His gaze finally swung to Olga Marie, whose face was deathly pale.

"You think this is just about hatred? No—it's only about consequence. The real reason is you, Director Olga Marie."

"Do you truly believe that anyone who saw the course of human history after 2017 could ever think favorably of the Animusphere bloodline?"

"You took over Chaldea after Marisbury's death. I once hoped—you'd become someone different from your father, that you'd stop the inhumane demi-servant experiments with children's lives. I hoped you'd become the true leader he never was."

His tone was flat, clinical; a scientist reading lab notes.

"But you didn't. Out of fear of your father's specter, out of anxiety over your own abilities, out of that pitiful weakness—you carried on, obeyed, and enacted everything he passed down. You disappointed me. I have no more expectations left for you."

"I chose the most extreme method possible to criticize your weakness, and simultaneously, I couldn't bear the foolish hopes I'd once placed in you. I didn't cast you into CHALDEAS to kill you—I cast you in so you could witness exactly what kind of disaster the system you inherited would unleash."

"It was, ironically, by total chance that I ruined Marisbury's plan—hidden under the name of Grand Order."

—Silence. Even heavier, more suffocating than before.

If Steve's proposal had lit the fuse of their anger, Lev's words were the bomb that detonated at the very core of their hearts.

Fujimaru turned to look at Olga Marie in shock. Up until now, he'd never imagined tragedy could have such a backstory of buried weakness and disappointment. In this light, Lev's actions shifted from pure evil to a warped and devastating judgment.
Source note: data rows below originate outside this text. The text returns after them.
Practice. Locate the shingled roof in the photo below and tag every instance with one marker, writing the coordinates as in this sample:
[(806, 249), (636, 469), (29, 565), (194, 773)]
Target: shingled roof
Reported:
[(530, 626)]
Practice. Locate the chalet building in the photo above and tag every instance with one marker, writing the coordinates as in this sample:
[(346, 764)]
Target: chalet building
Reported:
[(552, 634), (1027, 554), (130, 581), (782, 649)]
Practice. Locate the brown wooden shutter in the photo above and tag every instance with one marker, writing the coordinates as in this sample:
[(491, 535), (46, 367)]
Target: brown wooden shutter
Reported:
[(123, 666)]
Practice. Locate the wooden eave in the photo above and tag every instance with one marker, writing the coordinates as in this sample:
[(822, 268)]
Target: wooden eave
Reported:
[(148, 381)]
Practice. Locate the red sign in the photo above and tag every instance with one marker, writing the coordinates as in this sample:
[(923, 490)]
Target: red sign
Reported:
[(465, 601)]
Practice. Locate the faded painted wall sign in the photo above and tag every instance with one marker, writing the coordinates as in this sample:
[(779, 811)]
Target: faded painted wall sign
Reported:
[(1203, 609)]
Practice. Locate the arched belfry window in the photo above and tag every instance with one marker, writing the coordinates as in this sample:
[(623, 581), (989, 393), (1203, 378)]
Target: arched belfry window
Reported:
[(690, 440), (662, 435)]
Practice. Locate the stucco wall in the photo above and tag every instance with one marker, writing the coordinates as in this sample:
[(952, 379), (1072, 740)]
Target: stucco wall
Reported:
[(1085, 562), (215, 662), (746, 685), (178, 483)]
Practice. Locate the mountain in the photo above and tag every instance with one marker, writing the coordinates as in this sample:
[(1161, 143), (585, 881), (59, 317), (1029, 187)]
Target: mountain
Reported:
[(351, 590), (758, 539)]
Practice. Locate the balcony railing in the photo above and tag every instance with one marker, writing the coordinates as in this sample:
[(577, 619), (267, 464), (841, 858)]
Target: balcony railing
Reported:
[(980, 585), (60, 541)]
Mash's expression was complicated. Being directly involved, she knew this story inside and out, yet before departing on that journey to restore frozen humanity, she hadn't truly attained full humanity herself—thus always viewed the past with natural tolerance. Now, presented again, doubt and inner conflict colored her feelings.

Olga Marie only stood silently, her body trembling. Lev's every word branded itself red-hot upon her soul. She knew everything he said was true—there was no room to argue.

In the end, she realized: she herself, long believing to be an innocent victim, now saw her innocence named the true source of tragedy. The pride and dignity of a monarch were shattered in an instant. She did not cry, nor rail, nor protest. She simply remained standing, fists clenched tight enough to bite her own palms, and let herself drown in endless shame and pain.

At last, the long-frozen atmosphere of the operations room broke. Lev Goetia turned slowly. For the first time, he faced Steve, the mastermind who knew all, his golden eyes utterly serious.

"Very well. Let us bring this farce to an end."

His voice regained its devilish cold. "You dragged me from the mire of time, assembled people who never should have met under one roof. Now tell me, Nameless Caster, weaver of this script—what is your goal? What is it that you wish to perform?"